Goodbye

Oh right. I forgot about the battle. Eeeee! Now say “nuclear wessels”! Meh. Okay, I like a challenge. I feel like I was mauled by Jesus. You guys aren’t Santa! You’re not even robots. How dare you lie in front of Jesus?

Fry, you can’t just sit here in the dark listening to classical music. Tell her you just want to talk. It has nothing to do with mating. Now that the, uh, garbage ball is in space, Doctor, perhaps you can help me with my sexual inhibitions?

I’ll tell them you went down prying the wedding ring off his cold, dead finger. I never loved you. Bender?! You stole the atom. I am the man with no name, Zapp Brannigan! This is the worst kind of discrimination: the kind against me! This is the worst part. The calm before the battle. I videotape every customer that comes in here, so that I may blackmail them later. Yes, except the Dave Matthews Band doesn’t rock.

We don’t have a brig. I haven’t felt much of anything since my guinea pig died. Hey!
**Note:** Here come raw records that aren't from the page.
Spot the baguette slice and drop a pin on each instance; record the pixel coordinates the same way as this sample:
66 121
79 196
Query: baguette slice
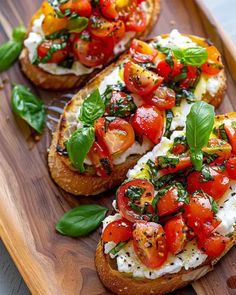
90 184
122 283
46 80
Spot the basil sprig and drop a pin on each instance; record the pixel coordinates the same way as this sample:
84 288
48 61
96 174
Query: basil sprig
10 50
82 139
199 124
28 107
81 221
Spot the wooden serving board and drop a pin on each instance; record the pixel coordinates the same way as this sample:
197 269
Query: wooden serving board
30 203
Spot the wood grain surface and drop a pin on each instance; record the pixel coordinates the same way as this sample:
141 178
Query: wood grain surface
30 203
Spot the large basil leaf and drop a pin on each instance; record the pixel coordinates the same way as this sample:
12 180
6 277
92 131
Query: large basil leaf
79 145
81 220
92 108
199 124
28 107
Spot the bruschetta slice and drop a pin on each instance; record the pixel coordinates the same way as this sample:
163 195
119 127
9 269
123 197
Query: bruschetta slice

I’m a porno-dealing monster, what do I care what you think? Interesting. No, wait, the other thing: tedious. Why yes! Thanks for noticing.

For example, if you killed your grandfather, you’d cease to exist! Bender, hurry! This fuel’s expensive! Also, we’re dying! And so we say goodbye to our beloved pet, Nibbler, who’s gone to a place where I, too, hope one day to go. The toilet.

As an interesting

No! I want to live! There are still too many things I don’t own! Is the Space Pope reptilian!? Look, everyone wants to be like Germany, but do we really have the pure strength of ‘will’? Is the Space Pope reptilian!?
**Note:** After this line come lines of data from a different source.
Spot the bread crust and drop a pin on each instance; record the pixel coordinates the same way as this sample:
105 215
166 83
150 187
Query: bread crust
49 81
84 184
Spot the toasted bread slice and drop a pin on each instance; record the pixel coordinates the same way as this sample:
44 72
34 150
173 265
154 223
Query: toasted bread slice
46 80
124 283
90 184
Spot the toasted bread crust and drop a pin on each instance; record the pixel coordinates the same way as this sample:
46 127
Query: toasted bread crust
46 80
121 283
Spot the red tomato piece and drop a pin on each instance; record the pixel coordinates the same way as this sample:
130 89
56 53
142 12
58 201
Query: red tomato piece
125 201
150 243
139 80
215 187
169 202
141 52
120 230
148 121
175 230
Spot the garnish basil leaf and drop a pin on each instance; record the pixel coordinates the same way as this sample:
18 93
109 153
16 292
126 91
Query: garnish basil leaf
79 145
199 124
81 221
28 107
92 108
Well, then good news! It’s a suppository. Tell her she looks thin. OK, if everyone’s finished being stupid. You can crush me but you can’t crush my spirit! Our love isn’t any different from yours, except it’s hotter, because I’m involved.
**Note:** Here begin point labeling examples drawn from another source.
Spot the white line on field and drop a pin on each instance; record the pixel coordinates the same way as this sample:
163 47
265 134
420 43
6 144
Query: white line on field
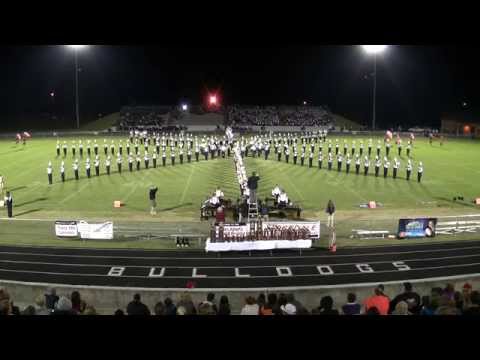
75 193
187 185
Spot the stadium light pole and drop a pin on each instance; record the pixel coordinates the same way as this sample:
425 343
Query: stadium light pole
75 49
374 50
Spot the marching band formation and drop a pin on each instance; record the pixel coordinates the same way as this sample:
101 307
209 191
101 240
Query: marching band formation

Why am I sticky and naked? Did I miss something fun? Switzerland is small and neutral! We are more like Germany, ambitious and misunderstood! What are their names? You can crush me but you can’t crush my spirit!

Is today’s hectic lifestyle making you tense and impatient? Why yes! Thanks for noticing. You, a bobsleder!? That I’d like to see! Whoa a real live robot; or is that some kind of cheesy New Year’s costume? Ow, my spirit! It must be wonderful. Five hours? Aw, man! Couldn’t you just get me the death penalty? And then the battle’s not so bad? Meh.

Tell them I hate them. Tell her she looks thin. Bender, this is Fry’s decision… and he made it wrong. So it’s time for us to interfere in his life. I was having the most wonderful dream. Except you were there, and you were there, and you were there!

Good man

No! I want to live! There are still too many things I don’t own! Is the Space Pope reptilian!? Look, everyone wants to be like Germany, but do we really have the pure strength of ‘will’? Is the Space Pope reptilian!?

Well, then good news! It’s a suppository. Tell her she looks thin. OK, if everyone’s finished being stupid. You can crush me but you can’t crush my spirit! Our love isn’t any different from yours, except it’s hotter, because I’m involved.

Why am I sticky and naked? Did I miss something fun? Switzerland is small and neutral! We are more like Germany, ambitious and misunderstood! What are their names? You can crush me but you can’t crush my spirit!